US 12,405,970 B2
Multi-layer approach to improving generation of field extraction models
Shalin Avlani, San Jose, CA (US); Rajesh M. Desai, San Jose, CA (US); Mayank Vipin Shah, San Jose, CA (US); and Xiaoying Gao, San Jose, CA (US)
Assigned to International Business Machines Corporation, Armonk, NY (US)
Filed by INTERNATIONAL BUSINESS MACHINES CORPORATION, Armonk, NY (US)
Filed on Oct. 6, 2023, as Appl. No. 18/482,671.
Prior Publication US 2025/0117405 A1, Apr. 10, 2025
Int. Cl. G06F 16/24 (2019.01); G06F 16/2457 (2019.01); G06F 16/28 (2019.01)

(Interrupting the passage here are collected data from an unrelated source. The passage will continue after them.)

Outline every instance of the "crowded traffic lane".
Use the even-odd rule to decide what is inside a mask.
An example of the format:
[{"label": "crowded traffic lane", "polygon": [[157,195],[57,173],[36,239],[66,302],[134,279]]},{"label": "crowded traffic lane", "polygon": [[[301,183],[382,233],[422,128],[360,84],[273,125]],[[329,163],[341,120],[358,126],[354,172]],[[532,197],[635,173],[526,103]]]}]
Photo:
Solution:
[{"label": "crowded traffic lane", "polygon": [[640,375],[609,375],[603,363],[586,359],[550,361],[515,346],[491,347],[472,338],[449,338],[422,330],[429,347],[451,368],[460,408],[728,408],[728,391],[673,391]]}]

CPC G06F 16/285 (2019.01) [G06F 16/24573 (2019.01)] 20 Claims
OG exemplary drawing
 
1. A computer-implemented method for generating cluster templates used for creating extraction models, comprising:
receiving a plurality of training files associated with a selected class;
performing an automated visual analysis on each of the plurality of training files;
performing an automated contextual analysis on each of the plurality of training files;
performing a first clustering of the plurality of training files into a first plurality of clusters using results from the automated visual analysis;
performing a second clustering of one of the first plurality of clusters into a second plurality of clusters using results from the automated contextual analysis; and
generating cluster templates for the first and second plurality of clusters, wherein
the first and the second plurality of clusters are clusters of the plurality of training files.